Canadian diplomat Richard Colvin told a Parliamentary committee last week that the six-step process took "days, weeks or, in some cases, up to two months," during which time nobody monitored what happened to the prisoners. He added that Canadian authorities also kept poor records making it almost impossible to trace transferred prisoners. According to Colvin, the Canadian military handed over six times more detainees than the British, and all of them were likely tortured while in Afghan custody.
Asked why the Canadian military made monitoring what happened to prisoners so difficult, Hillier, who originally signed the prisoner transfer agreement in December 2005, replied that the issue of monitoring prisoners was resolved over time.
"The agreement was changed to allow Canadians to have access to all the detainees as is necessary, so over a period of time, it was resolved," Hillier said refusing to answer further questions.
The retired general did not explain why it took more than a year to change the agreement. Under international law, it’s a war crime to hand prisoners over if they’re likely to be tortured.
Colvin testified that many of the Afghan men Canada rounded up were "just local people, farmers, truck drivers, tailors, peasants, random human beings in the wrong place at the wrong time, young men in their fields and villages, who were completely innocent but were nevertheless rounded up. In other words, we retained and handed over for severe torture a lot of innocent people."
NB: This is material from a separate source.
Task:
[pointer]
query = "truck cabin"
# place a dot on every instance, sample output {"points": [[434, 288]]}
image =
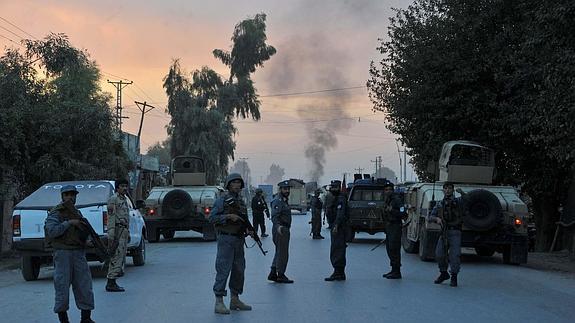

Hillier himself stirred up controversy in 2005 when he declared that Canadian forces would be ruthless in going after terrorists in Afghanistan. "These are detestable murderers and scumbags, I'll tell you that right up front. They detest our freedoms, they detest our society, they detest our liberties," he said.
Because he refused to answer any further questions, Hillier could not be asked whether, as chief of the defence staff, his statements had encouraged Canadian soldiers to engage in the indiscriminate rounding up of Afghan men. He won’t be able to dodge questions so easily when, as expected, he’s summoned to testify before the Parliamentary committee looking into the torture allegations.
Hillier was in Halifax to participate in a panel discussion on the war in Afghanistan at the Halifax International Security Forum, a gathering of more than 300 politicians, military leaders, business executives, journalists and academics. He told the forum that victory in Afghanistan is possible if US President Obama sends in thousands more troops to establish security. He added it’s essential that western governments invest in development and reconstruction projects that will help Afghan President Karzai build a stronger central government free of corruption. "We’ve got one shot to do it," Hillier declared. "We have 12 to 18 months to turn things around."
Hillier suggested Canadians are growing increasingly disenchanted with the war in Afghanistan because the media focus on bad news.
"Canadians know three things," he said---young soldiers are dying, insurgents are using deadly roadside bombs and the Afghan government is corrupt. "All three are negative," Hillier said. US Senator John McCain, who lost the presidential race to Barack Obama, expressed confidence that American public opinion will swing decisively in favour of the war after the US sends thousands of more troops. McCain predicted Obama’s speech-making skills will persuade Americans the war can be won with time, steadfastness and patience.
However, Pakistani journalist Najam Sethi predicted that nothing much will change in the next 12 to 18 months. He added the Pakistani military establishment believes that "America is losing."